Salmon farming is a key UK food sector, producing more than 200,000 tonnes of fish in 2019, representing the top national food export. This sector provides an economic contribution of £1.8-billion per year and is responsible for around 8,000 jobs, concentrated in rural regions of Scotland. The salmon industry has ambitious growth targets, aiming to double its contribution to the economy and job market by 2030.

This ambition is hindered by negative impacts caused by infectious disease to fish welfare and the environment, with a range of viral diseases being a major current problem. To help the sector grow sustainably, such challenges need to be overcome with the support of scientific innovation.

Viral disease outbreaks on salmon farms cause major financial losses and welfare problems. There further exists a continuous threat of new viral diseases entering aquaculture systems due to climate change. There are no treatment options to control salmon viral diseases, and vaccination remains critical, with several viral vaccines on the market for commercial use.

Over 50 million fish are vaccinated in the UK each year. While this effectively controls bacterial diseases, viral disease remains an unsolved problem. Consequently, the development of new and improved vaccines to control viral diseases in farmed salmon remains critical.

Developing effective vaccines requires extensive fish use, with hundreds of animals killed per trial to gain data on efficacy after disease challenge. The whole process is expensive and time consuming. Methods that accelerate vaccine development, while substantially reducing the number of animals killed, will represent an important step forward in terms of animal welfare and cost savings.

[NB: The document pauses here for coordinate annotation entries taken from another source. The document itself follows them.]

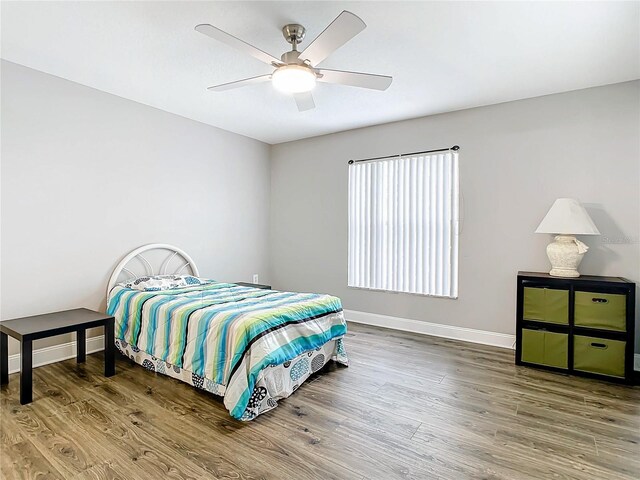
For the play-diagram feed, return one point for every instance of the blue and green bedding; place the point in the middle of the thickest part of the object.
(225, 333)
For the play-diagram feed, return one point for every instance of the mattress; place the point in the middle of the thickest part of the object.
(251, 346)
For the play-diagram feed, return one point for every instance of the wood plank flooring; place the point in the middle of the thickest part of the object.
(408, 407)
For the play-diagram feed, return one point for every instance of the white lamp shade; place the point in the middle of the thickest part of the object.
(567, 217)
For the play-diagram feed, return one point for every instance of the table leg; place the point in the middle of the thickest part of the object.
(4, 359)
(81, 345)
(109, 349)
(26, 377)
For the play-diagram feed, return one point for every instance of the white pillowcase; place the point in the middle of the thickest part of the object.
(156, 283)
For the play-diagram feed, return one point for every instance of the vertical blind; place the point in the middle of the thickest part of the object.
(403, 224)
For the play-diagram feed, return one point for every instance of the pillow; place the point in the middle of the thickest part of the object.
(155, 283)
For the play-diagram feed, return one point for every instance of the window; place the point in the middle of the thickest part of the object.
(403, 224)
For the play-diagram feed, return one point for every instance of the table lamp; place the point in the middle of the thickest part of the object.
(566, 218)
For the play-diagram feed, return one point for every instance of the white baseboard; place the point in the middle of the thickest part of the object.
(437, 330)
(64, 351)
(56, 353)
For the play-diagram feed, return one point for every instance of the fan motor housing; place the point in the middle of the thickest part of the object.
(293, 33)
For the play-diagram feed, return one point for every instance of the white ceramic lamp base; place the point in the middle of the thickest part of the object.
(565, 254)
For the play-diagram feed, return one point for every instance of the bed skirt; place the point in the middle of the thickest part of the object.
(272, 384)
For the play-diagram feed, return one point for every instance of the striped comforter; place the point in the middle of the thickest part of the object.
(224, 332)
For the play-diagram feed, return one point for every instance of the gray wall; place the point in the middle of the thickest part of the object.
(516, 158)
(88, 176)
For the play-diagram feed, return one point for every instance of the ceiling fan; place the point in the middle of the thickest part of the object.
(296, 73)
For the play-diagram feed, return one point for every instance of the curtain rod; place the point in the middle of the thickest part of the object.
(455, 148)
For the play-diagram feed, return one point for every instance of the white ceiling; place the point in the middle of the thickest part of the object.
(443, 56)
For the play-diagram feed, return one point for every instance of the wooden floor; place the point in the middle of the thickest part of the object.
(409, 406)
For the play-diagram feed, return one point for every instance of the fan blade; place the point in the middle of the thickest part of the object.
(340, 31)
(355, 79)
(304, 101)
(239, 83)
(224, 37)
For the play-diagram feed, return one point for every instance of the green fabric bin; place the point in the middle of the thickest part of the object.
(607, 311)
(545, 348)
(546, 305)
(599, 355)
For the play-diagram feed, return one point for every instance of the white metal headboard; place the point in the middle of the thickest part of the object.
(163, 266)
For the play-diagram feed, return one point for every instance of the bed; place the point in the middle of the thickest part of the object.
(251, 346)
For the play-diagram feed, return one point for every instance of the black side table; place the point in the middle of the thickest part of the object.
(28, 329)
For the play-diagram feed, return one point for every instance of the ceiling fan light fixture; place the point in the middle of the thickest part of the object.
(293, 79)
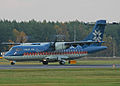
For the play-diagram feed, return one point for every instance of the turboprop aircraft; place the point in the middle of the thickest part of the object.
(59, 51)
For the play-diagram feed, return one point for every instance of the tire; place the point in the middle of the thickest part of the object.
(45, 62)
(62, 62)
(12, 63)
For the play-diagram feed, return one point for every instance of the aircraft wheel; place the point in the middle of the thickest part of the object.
(62, 62)
(45, 62)
(12, 63)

Fish share many components of the immune system with mammals leading to protective responses following vaccination. However, we have a poor understanding of the role played by the large diversity of different immune cell types in protective immune responses and immune memory in fishes. New technologies allow us to quantify global gene expression in individual cells (so-called 'single cell transcriptomics') and hold exceptional promise to transform our understanding of cell diversity responsible for immune protection following vaccination in fish.

Our aim is to create a large up-step in understanding of how vaccination against a major problem viral disease (called pancreas disease) leads to immune protection through dynamic changes in immune cells. We will apply single cell transcriptomics to samples taken from a carefully designed vaccination experiment, designed to link early changes in immune cell expression to immune protection generated over months.

The first major aim is to describe the full diversity of different cell types in the major tissues of the salmon immune system, including how these cells respond to viral vaccination. We will compare two registered pancreas disease vaccines with very different formulations to understand cellular mechanisms leading to differences in disease protection.

The second major aim is to identify immune cell types, and specific marker genes for these cells, correlated with vaccine protection. A final objective is to use the results to develop a cost-effective platform that can be used to accurately predict disease protection early post-vaccination.

In addition to creating major knowledge advancement on the cellular basis of protective immune responses in fish, the results will have applications in vaccine research and development, opening up strategies to assess vaccine efficacy using faster more cost-effective strategies and fewer animals. This may lead to improvements in vaccine design and testing that can positively impact the sustainability of salmon aquaculture while promoting fish welfare.